Tomorrow she would be tough again, hard-as-rock Angela Shepard. Tonight she was tired. And drunk.
She passed out on my shoulder. We were stopped on a little dirt road, one of the millions that run along the lake and through the woods surrounding it. Mark sighed, "I thought she was never gonna shut up. I sure hate to see gutsy chicks break. Destroys my faith in human nature."
"You're never gonna break, huh?"
"Nope," Mark said. He pulled a pair of scissors out of his pocket. "Picked these up at the one-stop." He reached over and began cutting off Angela's beautiful long blue-black hair. Close to her head.
"You ain't gonna cut it all off?" I said, stunned.
"Yeah, I am. Setting up Curtis like she did, gettin me cracked like that. She coulda had me killed."

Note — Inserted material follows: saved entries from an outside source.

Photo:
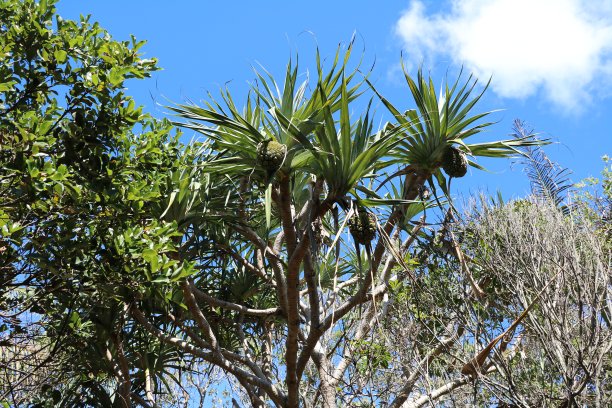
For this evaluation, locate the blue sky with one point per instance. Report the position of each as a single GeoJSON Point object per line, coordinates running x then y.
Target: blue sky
{"type": "Point", "coordinates": [550, 60]}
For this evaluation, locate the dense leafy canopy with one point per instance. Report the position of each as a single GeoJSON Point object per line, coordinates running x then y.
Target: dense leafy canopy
{"type": "Point", "coordinates": [280, 247]}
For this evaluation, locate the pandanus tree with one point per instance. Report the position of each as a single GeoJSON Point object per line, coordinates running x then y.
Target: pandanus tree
{"type": "Point", "coordinates": [270, 247]}
{"type": "Point", "coordinates": [287, 293]}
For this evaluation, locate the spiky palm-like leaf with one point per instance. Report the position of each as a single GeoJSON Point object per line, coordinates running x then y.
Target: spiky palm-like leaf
{"type": "Point", "coordinates": [549, 181]}
{"type": "Point", "coordinates": [445, 119]}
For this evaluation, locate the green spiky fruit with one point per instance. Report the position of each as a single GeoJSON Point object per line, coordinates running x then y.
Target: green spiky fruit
{"type": "Point", "coordinates": [270, 155]}
{"type": "Point", "coordinates": [363, 227]}
{"type": "Point", "coordinates": [454, 162]}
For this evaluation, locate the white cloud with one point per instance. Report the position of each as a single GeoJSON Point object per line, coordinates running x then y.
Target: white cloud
{"type": "Point", "coordinates": [562, 47]}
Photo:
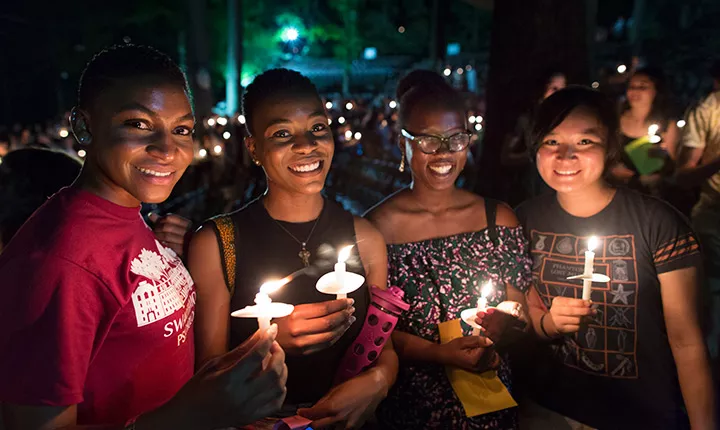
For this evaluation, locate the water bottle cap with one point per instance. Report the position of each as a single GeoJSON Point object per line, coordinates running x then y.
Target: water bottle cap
{"type": "Point", "coordinates": [390, 299]}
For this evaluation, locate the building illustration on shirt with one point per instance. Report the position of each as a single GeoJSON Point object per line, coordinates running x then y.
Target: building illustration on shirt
{"type": "Point", "coordinates": [167, 286]}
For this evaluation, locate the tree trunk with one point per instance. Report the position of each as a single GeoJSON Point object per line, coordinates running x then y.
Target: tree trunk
{"type": "Point", "coordinates": [233, 66]}
{"type": "Point", "coordinates": [199, 64]}
{"type": "Point", "coordinates": [528, 39]}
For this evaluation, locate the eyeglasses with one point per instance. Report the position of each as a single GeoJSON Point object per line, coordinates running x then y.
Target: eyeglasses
{"type": "Point", "coordinates": [432, 144]}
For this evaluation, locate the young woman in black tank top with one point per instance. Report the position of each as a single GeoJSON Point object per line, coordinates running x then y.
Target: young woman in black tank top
{"type": "Point", "coordinates": [289, 229]}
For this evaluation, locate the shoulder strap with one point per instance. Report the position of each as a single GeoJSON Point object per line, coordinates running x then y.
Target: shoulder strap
{"type": "Point", "coordinates": [491, 214]}
{"type": "Point", "coordinates": [225, 234]}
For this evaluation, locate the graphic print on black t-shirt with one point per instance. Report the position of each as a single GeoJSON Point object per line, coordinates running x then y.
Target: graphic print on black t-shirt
{"type": "Point", "coordinates": [606, 345]}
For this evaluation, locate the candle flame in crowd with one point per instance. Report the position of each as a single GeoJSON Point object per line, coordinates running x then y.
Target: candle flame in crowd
{"type": "Point", "coordinates": [486, 289]}
{"type": "Point", "coordinates": [344, 254]}
{"type": "Point", "coordinates": [592, 243]}
{"type": "Point", "coordinates": [270, 287]}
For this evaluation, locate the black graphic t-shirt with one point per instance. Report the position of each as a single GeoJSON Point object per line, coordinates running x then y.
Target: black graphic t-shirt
{"type": "Point", "coordinates": [618, 370]}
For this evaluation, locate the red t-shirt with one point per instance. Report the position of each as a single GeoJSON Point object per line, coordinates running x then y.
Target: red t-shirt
{"type": "Point", "coordinates": [93, 312]}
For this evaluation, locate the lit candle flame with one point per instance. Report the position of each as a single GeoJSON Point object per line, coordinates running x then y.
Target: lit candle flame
{"type": "Point", "coordinates": [592, 243]}
{"type": "Point", "coordinates": [271, 286]}
{"type": "Point", "coordinates": [653, 129]}
{"type": "Point", "coordinates": [344, 254]}
{"type": "Point", "coordinates": [486, 290]}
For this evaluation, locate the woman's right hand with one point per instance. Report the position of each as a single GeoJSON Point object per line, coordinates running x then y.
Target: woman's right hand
{"type": "Point", "coordinates": [566, 314]}
{"type": "Point", "coordinates": [472, 353]}
{"type": "Point", "coordinates": [313, 327]}
{"type": "Point", "coordinates": [233, 390]}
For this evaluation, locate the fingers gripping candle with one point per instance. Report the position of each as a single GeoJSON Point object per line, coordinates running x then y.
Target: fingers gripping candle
{"type": "Point", "coordinates": [588, 270]}
{"type": "Point", "coordinates": [482, 302]}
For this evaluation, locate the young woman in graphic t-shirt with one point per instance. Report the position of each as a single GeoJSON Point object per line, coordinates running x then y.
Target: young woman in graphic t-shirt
{"type": "Point", "coordinates": [97, 315]}
{"type": "Point", "coordinates": [633, 356]}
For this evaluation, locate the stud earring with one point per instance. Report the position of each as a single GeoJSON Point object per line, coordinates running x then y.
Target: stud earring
{"type": "Point", "coordinates": [84, 137]}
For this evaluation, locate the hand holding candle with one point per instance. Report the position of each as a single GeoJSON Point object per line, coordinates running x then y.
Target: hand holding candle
{"type": "Point", "coordinates": [588, 270]}
{"type": "Point", "coordinates": [486, 290]}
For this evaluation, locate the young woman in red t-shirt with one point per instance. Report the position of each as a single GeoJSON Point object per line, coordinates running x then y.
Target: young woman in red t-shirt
{"type": "Point", "coordinates": [96, 314]}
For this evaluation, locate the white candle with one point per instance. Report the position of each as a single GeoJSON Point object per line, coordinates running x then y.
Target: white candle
{"type": "Point", "coordinates": [588, 270]}
{"type": "Point", "coordinates": [263, 301]}
{"type": "Point", "coordinates": [340, 269]}
{"type": "Point", "coordinates": [652, 133]}
{"type": "Point", "coordinates": [482, 302]}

"That's right," I said, and suddenly all the hatred I had had for Angela, for her brother Curly, for everything she stood for, came back. I sat and watched Mark cut off all her hair. He tied it all up neatly when he had finished the job. It was a couple of feet long. Even with her hair gone and her makeup streaked all over her face, Angela was a beauty. She would always be. A lot of good it did her.
We drove home about three that morning. Mark and me finished what was left of the rum. We dumped Angela and her hair in her front yard. She never even woke up. I didn't think she'd remember getting into the car with us, but her girl friends would probably tell her that. She'd know who had cut off her hair.

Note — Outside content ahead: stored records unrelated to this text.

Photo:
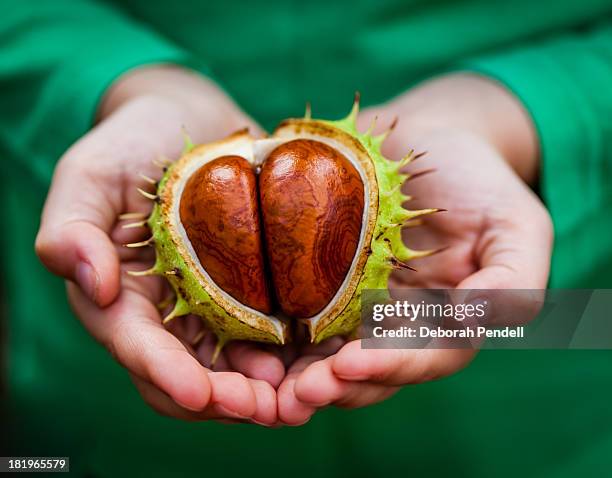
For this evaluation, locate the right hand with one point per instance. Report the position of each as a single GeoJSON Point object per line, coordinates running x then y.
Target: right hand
{"type": "Point", "coordinates": [81, 239]}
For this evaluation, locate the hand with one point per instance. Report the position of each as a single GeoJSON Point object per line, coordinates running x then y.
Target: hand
{"type": "Point", "coordinates": [496, 232]}
{"type": "Point", "coordinates": [81, 239]}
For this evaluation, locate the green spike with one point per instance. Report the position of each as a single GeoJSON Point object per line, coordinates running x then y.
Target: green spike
{"type": "Point", "coordinates": [181, 307]}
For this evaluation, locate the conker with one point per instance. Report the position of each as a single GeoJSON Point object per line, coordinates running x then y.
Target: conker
{"type": "Point", "coordinates": [311, 199]}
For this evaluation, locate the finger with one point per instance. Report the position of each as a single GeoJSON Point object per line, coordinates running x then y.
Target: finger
{"type": "Point", "coordinates": [256, 362]}
{"type": "Point", "coordinates": [318, 386]}
{"type": "Point", "coordinates": [266, 413]}
{"type": "Point", "coordinates": [131, 330]}
{"type": "Point", "coordinates": [397, 367]}
{"type": "Point", "coordinates": [79, 213]}
{"type": "Point", "coordinates": [292, 411]}
{"type": "Point", "coordinates": [514, 252]}
{"type": "Point", "coordinates": [166, 406]}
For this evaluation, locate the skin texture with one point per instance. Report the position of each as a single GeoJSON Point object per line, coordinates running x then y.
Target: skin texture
{"type": "Point", "coordinates": [479, 139]}
{"type": "Point", "coordinates": [219, 210]}
{"type": "Point", "coordinates": [81, 239]}
{"type": "Point", "coordinates": [481, 159]}
{"type": "Point", "coordinates": [312, 205]}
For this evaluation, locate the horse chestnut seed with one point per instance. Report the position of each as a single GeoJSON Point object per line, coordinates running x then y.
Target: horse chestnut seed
{"type": "Point", "coordinates": [311, 200]}
{"type": "Point", "coordinates": [312, 206]}
{"type": "Point", "coordinates": [252, 232]}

She wouldn't do anything about it though, because one thing I knew about ol' Angel, she was proud. She'd say she had her hair cut at the beauty shop. She'd say, "I was sick of all that hot mess." She'd never let on.
I started crying on the way home from Angela's and Mark had to drive. Sometimes rum affects me like that.
I was still crying when we got home. We sat on the porch and I cried while Mark patted me on the back and said, "Hey, take it easy, man, everything's going to be all right."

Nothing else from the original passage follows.